Some Calcutta nightclubs said they allowed kissing as long as it was voluntary and no fellow customer objected. But the “scandal” at The Park has had Chennai ? where actor Kushboo faced a backlash for appearing to condone premarital sex in an interview ? in the throes of moral outrage.

Most support police commissioner R. Nataraj who, as he slapped the bar licence suspension, said the goings-on at the party had “exceeded the limits” of decency. The hotel management has moved Madras High Court but has been directed to keep its bar closed till the petition is disposed of. The court had yesterday asked the hotel not to take in guests in its rooms either, but today revoked that order.

The chorus of condemnation has drowned out the stray voices ? including that of an identified guest at the party ?which argue the photographer’s action was an “intrusion into the invitees’ private space”.

But amid rumours that those photographed might be arrested, many were questioning whether the party could be considered “private” at all.

“If they wanted a private celebration, they should have kept it confined to their homes. Why come to a hotel,” asked Srijyothi, a college teacher in her 20s.

Some in the media swear that the pictures were snapped not by a Page 3 photographer but a “socially conscious” guest at the party who wanted to “expose the licentiousness that has crept into Chennai nightlife of late”.
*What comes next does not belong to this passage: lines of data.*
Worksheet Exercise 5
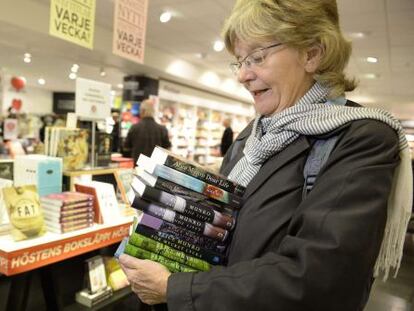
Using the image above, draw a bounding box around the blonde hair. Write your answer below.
[223,0,356,98]
[139,99,155,118]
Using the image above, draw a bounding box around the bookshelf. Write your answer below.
[157,99,250,165]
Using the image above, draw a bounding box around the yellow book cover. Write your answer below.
[3,185,46,241]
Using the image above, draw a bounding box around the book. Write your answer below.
[75,286,113,308]
[138,213,226,253]
[135,167,233,215]
[131,196,229,241]
[125,243,197,272]
[75,184,104,224]
[129,176,235,230]
[114,169,134,204]
[40,198,93,211]
[151,146,246,197]
[129,233,211,271]
[135,225,225,265]
[2,185,46,241]
[40,191,93,206]
[137,154,242,208]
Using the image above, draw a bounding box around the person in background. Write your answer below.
[120,0,412,311]
[220,119,233,157]
[124,99,171,163]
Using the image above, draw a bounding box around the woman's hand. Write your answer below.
[119,254,171,305]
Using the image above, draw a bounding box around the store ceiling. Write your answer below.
[0,0,414,115]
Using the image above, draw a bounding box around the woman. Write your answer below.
[120,0,411,311]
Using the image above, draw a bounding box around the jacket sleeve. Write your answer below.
[167,121,399,311]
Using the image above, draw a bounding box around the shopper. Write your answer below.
[220,119,233,157]
[120,0,412,311]
[124,99,171,163]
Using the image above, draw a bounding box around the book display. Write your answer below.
[115,147,245,272]
[158,99,251,165]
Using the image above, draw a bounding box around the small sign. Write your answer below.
[49,0,96,49]
[75,78,111,120]
[112,0,148,64]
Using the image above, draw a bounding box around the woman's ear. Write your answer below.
[305,44,323,74]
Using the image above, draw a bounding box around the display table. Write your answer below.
[0,217,132,276]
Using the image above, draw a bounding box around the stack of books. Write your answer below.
[40,191,94,233]
[119,147,245,272]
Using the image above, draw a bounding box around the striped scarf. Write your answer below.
[229,83,412,279]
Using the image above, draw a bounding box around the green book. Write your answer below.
[125,243,197,272]
[129,233,211,271]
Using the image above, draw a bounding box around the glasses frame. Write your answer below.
[229,43,283,75]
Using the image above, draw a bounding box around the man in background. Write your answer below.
[124,99,171,163]
[220,119,233,157]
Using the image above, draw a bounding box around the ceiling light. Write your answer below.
[213,40,224,52]
[70,64,79,73]
[160,11,172,23]
[367,56,378,64]
[362,73,379,80]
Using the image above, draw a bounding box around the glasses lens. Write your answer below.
[229,63,240,75]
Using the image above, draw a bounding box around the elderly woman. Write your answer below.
[120,0,411,311]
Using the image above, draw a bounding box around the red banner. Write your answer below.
[0,223,131,276]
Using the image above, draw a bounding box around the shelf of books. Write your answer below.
[158,99,250,165]
[0,217,132,276]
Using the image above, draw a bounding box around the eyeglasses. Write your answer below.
[229,43,283,75]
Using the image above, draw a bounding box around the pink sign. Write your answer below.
[112,0,148,64]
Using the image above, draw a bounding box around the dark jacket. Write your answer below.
[220,127,233,157]
[124,117,171,163]
[167,106,399,311]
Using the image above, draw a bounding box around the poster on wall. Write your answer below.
[49,0,96,49]
[112,0,148,64]
[75,78,111,120]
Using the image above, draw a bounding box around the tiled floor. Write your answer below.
[364,236,414,311]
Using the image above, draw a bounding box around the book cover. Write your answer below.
[75,184,103,224]
[151,146,246,197]
[125,243,197,272]
[40,198,93,211]
[135,225,225,265]
[135,167,233,215]
[2,185,46,241]
[137,154,242,208]
[131,197,228,241]
[114,169,134,204]
[138,213,226,253]
[129,233,211,271]
[56,128,89,170]
[129,176,235,230]
[95,132,112,167]
[40,191,93,206]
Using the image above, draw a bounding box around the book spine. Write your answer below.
[142,186,234,230]
[129,233,211,271]
[132,197,229,241]
[135,225,225,265]
[154,164,242,208]
[164,155,245,196]
[125,243,197,272]
[137,221,226,253]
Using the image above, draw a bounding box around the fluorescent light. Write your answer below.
[160,11,172,23]
[366,56,378,64]
[70,64,79,73]
[213,40,224,52]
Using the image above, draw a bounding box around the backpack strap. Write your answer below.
[302,97,346,200]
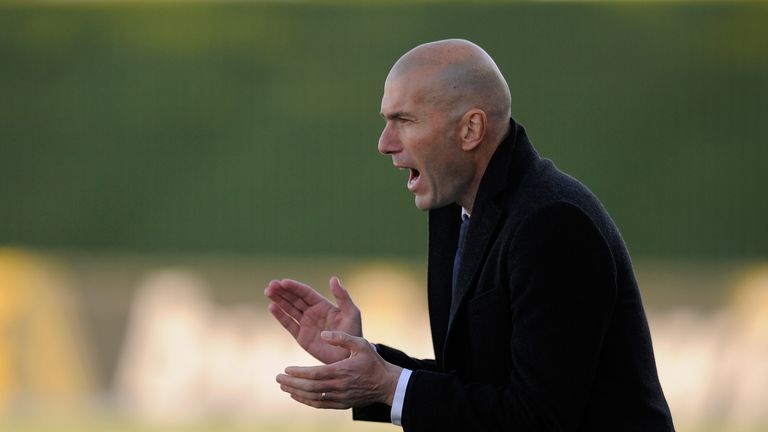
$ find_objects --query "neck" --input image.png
[458,122,510,214]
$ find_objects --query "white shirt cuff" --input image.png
[389,368,412,426]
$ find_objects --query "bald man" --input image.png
[265,40,674,432]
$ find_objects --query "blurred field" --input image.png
[0,2,768,259]
[0,0,768,432]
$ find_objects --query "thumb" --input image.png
[328,276,357,313]
[320,331,370,352]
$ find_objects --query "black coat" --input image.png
[354,121,674,432]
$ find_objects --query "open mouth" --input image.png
[408,168,421,190]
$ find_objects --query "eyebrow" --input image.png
[379,111,413,120]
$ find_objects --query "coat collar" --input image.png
[429,119,538,362]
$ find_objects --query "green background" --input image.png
[0,2,768,258]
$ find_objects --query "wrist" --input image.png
[383,363,403,406]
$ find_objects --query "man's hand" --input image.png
[277,331,403,409]
[264,276,363,364]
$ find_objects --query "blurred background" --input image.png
[0,0,768,432]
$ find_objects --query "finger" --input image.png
[280,279,327,306]
[269,303,301,339]
[285,363,336,380]
[275,374,335,393]
[320,331,371,352]
[264,281,309,311]
[328,276,357,313]
[272,297,306,322]
[291,394,350,409]
[280,385,341,402]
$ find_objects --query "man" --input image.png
[265,40,674,431]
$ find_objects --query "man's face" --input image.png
[378,73,471,210]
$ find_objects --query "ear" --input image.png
[460,108,488,151]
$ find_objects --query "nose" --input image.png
[378,122,403,155]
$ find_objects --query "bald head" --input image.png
[387,39,511,125]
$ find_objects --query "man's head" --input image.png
[379,39,510,210]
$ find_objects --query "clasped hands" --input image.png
[264,277,402,409]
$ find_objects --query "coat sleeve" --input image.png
[402,204,617,432]
[352,334,437,423]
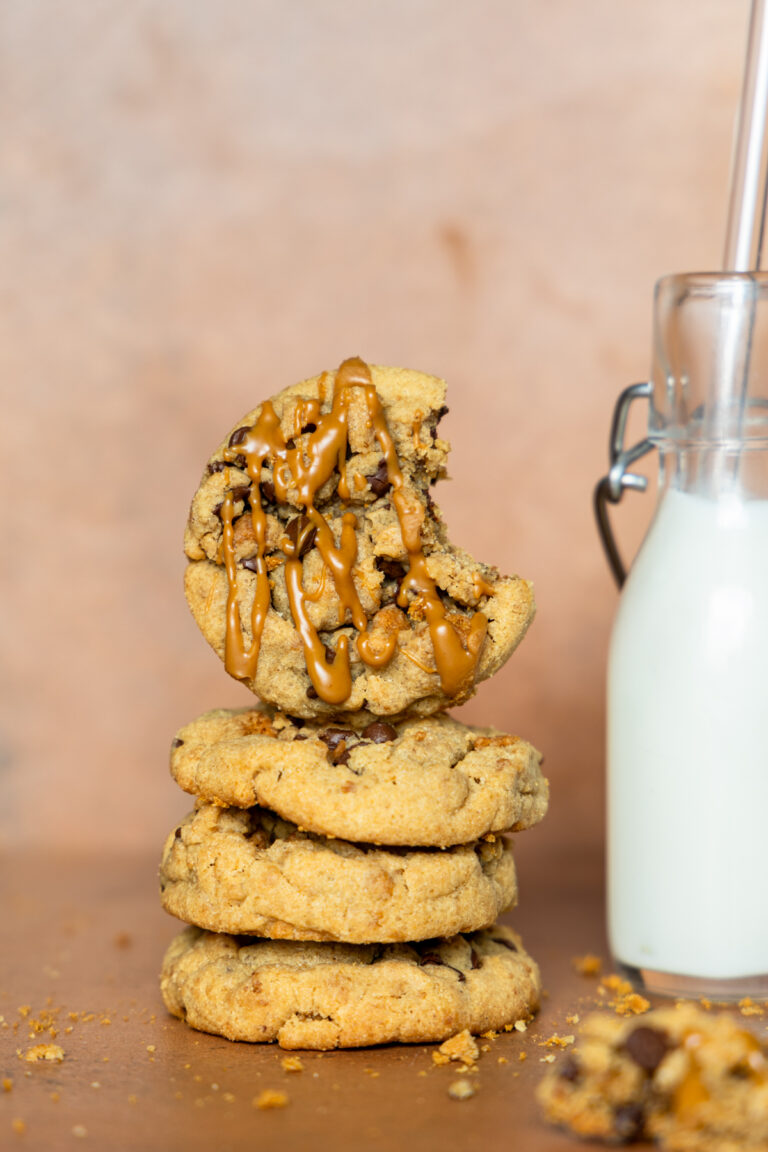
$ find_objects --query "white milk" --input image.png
[608,490,768,979]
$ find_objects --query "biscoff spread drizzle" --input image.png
[221,357,487,704]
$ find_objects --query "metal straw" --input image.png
[723,0,768,272]
[705,0,768,467]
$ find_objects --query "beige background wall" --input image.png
[0,0,748,854]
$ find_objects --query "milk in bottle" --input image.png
[608,276,768,996]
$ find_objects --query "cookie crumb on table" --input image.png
[537,1001,768,1152]
[432,1029,480,1067]
[18,1044,64,1063]
[253,1087,289,1112]
[448,1079,477,1100]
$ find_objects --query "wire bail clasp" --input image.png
[594,380,654,588]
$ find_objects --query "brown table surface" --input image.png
[0,838,640,1152]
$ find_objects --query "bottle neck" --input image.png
[659,440,768,500]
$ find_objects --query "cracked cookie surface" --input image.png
[160,802,517,943]
[161,926,541,1049]
[170,708,548,847]
[185,359,534,718]
[538,1001,768,1152]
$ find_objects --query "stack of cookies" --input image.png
[160,358,547,1048]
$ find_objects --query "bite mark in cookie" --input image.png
[185,358,533,717]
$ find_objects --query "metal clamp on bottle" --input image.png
[594,380,654,588]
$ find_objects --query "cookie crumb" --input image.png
[23,1044,64,1064]
[614,992,651,1016]
[432,1029,480,1067]
[252,1087,288,1112]
[448,1079,477,1100]
[571,952,602,976]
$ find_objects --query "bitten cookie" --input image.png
[170,708,548,847]
[161,926,541,1049]
[539,1002,768,1152]
[160,802,517,943]
[185,358,534,718]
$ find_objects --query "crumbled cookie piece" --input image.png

“Of late” means the past couple of years, during which many bars and hotels have mushroomed in the city, catering mainly to the young crowd from the booming call-centre and infotech industries.
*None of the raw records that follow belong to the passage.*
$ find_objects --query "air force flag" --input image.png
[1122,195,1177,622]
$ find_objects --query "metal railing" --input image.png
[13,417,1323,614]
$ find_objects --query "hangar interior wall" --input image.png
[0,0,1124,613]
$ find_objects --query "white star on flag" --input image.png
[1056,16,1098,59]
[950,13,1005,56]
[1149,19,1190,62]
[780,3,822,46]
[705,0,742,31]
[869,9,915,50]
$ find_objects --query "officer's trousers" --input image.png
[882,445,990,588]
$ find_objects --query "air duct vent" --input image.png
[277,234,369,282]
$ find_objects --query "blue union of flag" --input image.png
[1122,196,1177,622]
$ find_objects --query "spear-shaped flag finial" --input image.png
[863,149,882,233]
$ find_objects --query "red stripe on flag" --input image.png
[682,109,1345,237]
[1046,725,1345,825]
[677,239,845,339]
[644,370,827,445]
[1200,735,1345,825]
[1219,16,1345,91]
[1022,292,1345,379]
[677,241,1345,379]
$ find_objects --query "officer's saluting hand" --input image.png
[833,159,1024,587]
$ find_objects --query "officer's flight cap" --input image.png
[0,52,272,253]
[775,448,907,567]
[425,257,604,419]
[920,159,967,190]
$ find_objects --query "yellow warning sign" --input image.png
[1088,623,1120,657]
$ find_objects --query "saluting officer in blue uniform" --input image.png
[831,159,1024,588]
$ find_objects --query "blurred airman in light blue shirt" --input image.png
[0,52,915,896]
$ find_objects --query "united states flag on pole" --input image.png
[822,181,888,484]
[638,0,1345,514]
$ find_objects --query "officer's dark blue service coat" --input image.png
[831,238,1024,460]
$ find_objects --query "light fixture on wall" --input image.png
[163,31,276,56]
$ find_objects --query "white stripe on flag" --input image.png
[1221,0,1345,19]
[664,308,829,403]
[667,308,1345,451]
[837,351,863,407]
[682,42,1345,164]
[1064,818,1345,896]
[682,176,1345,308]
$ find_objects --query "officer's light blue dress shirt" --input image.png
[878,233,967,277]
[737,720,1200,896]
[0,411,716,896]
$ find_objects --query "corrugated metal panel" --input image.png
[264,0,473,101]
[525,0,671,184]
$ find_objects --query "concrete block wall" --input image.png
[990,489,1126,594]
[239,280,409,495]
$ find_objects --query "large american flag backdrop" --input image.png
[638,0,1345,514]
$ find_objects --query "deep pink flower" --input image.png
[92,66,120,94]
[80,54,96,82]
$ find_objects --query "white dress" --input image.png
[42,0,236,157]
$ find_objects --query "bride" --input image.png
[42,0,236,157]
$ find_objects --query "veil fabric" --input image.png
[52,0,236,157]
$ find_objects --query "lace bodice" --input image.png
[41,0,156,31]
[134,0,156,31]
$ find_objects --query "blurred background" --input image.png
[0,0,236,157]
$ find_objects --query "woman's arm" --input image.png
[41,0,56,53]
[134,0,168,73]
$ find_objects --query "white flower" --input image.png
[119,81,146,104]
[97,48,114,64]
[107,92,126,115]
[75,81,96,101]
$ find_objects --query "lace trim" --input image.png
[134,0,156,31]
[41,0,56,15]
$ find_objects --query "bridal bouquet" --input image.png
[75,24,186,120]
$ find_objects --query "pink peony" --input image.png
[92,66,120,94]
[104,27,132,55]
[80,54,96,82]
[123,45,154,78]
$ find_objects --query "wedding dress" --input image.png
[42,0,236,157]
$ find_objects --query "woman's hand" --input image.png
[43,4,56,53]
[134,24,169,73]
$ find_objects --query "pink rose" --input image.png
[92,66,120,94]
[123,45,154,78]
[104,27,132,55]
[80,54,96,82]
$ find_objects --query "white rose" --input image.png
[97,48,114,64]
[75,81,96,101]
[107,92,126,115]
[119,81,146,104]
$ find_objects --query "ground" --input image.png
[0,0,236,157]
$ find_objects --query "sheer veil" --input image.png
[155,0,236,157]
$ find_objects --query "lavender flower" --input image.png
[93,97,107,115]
A public relations manager, who didn’t want to be named, scoffed at the argument that IT executives need “more liberalised” forms of entertainment and relaxation. “In what way is a software engineer more tense in his job than a postal clerk,” he asked.

This clash between a conservative and a globalised India was evident last month when an Ajmer court fined an Israeli couple Rs 1,000 for kissing at Pushkar Ghat after they had married in accordance with Hindu rites. The court, hearing a petition from the priests, ruled the tourists had “committed an act of indecency”.
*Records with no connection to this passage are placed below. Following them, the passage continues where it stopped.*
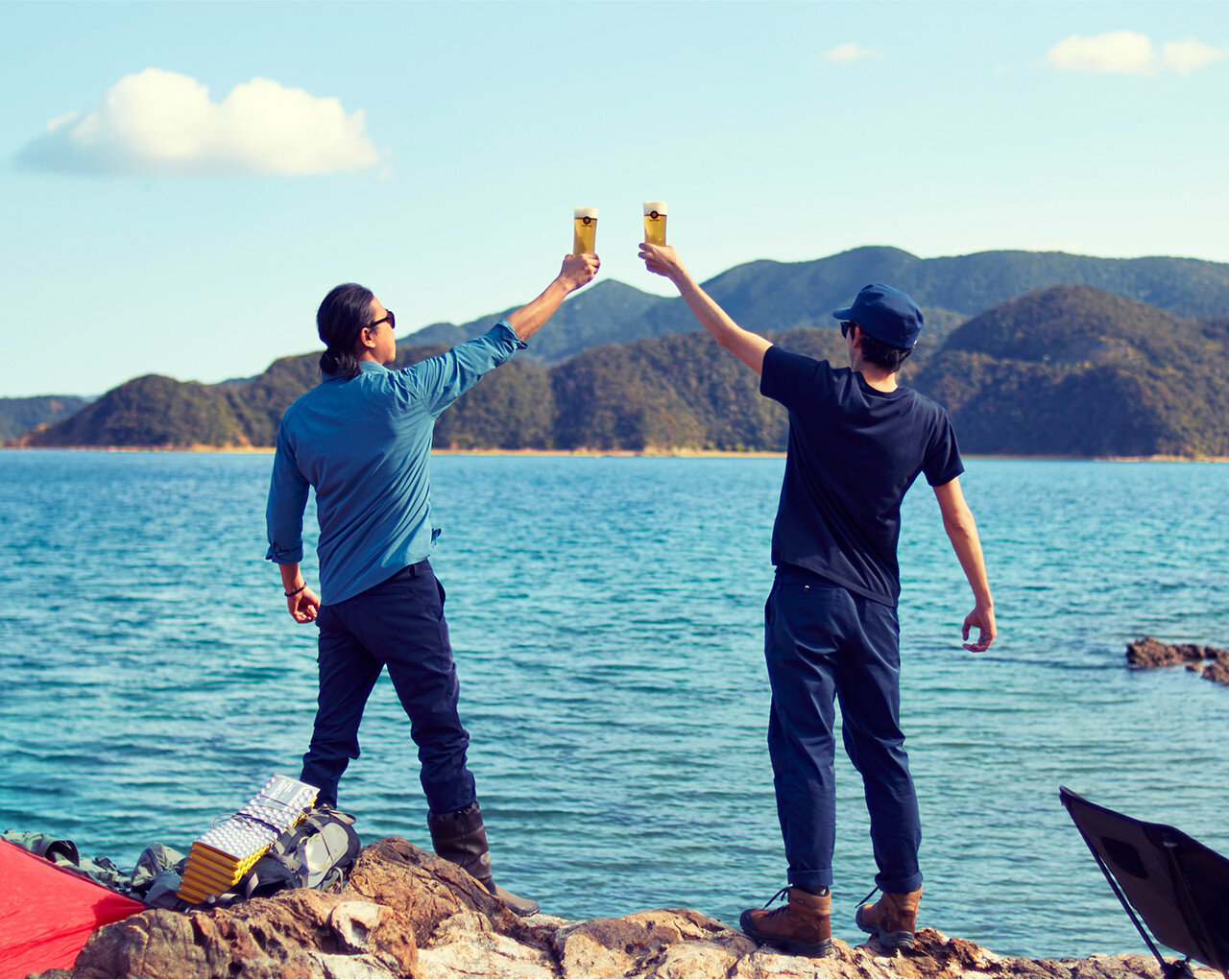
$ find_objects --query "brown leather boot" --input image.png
[855,888,922,949]
[426,800,539,915]
[738,888,832,957]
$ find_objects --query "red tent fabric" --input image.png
[0,840,145,976]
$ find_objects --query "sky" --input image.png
[0,0,1229,396]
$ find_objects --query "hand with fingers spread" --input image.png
[286,585,320,623]
[961,606,998,654]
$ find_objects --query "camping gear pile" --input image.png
[0,777,361,976]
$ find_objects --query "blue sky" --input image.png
[0,0,1229,395]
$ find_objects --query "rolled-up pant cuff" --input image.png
[786,869,832,888]
[875,871,922,894]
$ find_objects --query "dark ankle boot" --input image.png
[426,800,539,915]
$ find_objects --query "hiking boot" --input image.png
[855,888,922,949]
[738,888,832,957]
[426,800,539,916]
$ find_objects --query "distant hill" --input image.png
[402,246,1229,364]
[0,394,89,442]
[16,250,1229,456]
[914,286,1229,456]
[397,278,663,364]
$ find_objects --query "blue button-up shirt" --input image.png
[265,321,525,604]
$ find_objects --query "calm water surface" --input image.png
[0,451,1229,955]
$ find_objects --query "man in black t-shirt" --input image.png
[640,245,996,957]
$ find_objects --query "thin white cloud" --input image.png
[17,67,380,177]
[820,40,882,65]
[1160,36,1225,75]
[1046,31,1224,76]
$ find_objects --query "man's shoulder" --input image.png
[901,384,948,418]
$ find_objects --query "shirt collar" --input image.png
[320,361,388,381]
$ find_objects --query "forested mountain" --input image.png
[402,247,1229,364]
[14,248,1229,456]
[0,394,89,442]
[914,286,1229,456]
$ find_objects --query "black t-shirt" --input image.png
[759,347,965,606]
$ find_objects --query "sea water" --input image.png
[0,451,1229,957]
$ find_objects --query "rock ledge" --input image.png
[39,838,1217,977]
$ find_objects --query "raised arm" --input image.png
[640,242,772,374]
[934,476,998,654]
[508,251,602,340]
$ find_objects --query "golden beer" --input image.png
[644,201,666,246]
[571,207,597,255]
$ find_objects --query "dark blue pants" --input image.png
[299,559,475,813]
[764,567,922,892]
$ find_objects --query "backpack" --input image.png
[234,807,363,899]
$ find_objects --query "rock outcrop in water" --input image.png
[40,838,1216,977]
[1127,636,1229,684]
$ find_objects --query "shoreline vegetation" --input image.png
[0,444,1229,463]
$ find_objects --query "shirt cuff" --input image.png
[495,320,528,350]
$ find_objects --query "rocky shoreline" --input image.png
[1127,636,1229,684]
[36,838,1217,980]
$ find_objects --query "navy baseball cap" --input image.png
[832,282,922,348]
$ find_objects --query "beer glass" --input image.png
[644,201,666,245]
[571,207,597,255]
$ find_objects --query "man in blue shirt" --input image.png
[267,254,600,915]
[640,245,996,957]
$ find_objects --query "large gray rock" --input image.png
[53,838,1217,980]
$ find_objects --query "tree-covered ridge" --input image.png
[402,246,1229,365]
[914,286,1229,456]
[16,279,1229,456]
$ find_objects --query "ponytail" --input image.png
[316,282,374,378]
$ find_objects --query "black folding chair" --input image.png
[1058,786,1229,976]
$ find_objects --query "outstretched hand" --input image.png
[961,606,998,654]
[559,251,602,293]
[637,242,687,280]
[286,588,320,623]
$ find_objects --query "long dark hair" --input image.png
[316,282,374,378]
Tamil Nadu SFI secretary Selva is among the few who questioned the police action. “There should be no moral policing,” he said. “We must evolve a more democratic culture where the youth can discuss issues relating to sex in a healthy manner.”

After all, the papers and magazines are full of semi-nude pictures and private Tamil TV channels are beaming film songs with suggestive lyrics, accompanied by pictures that border on soft-porn, he argued.

Schoolteacher Srijyothi dismissed the argument saying reel and real life “cannot be linked”.

Actor Kushboo found this out the hard way after raising a storm of protests by saying it was all right for women to have pre-marital sex if they take precautions against disease and pregnancy. Sued and attacked for “denigrating Tamil women”, she was forced to retract and apologise.

Calcutta took a different view. “The whole idea of coming to a night club is to relax and have a good time,” said a spokesperson for B.E.D on Ballygunge Circular Road. “If a couple hold hands or kiss we do not see it as indecent. But we must be sure that the people around are not complaining.”

“Holding hands and dancing close to each other is all right, but we don’t allow kissing at Prince of Cal,” said Kanishka Mazumdar, CEO, Sourav’s: The Food Pavilion.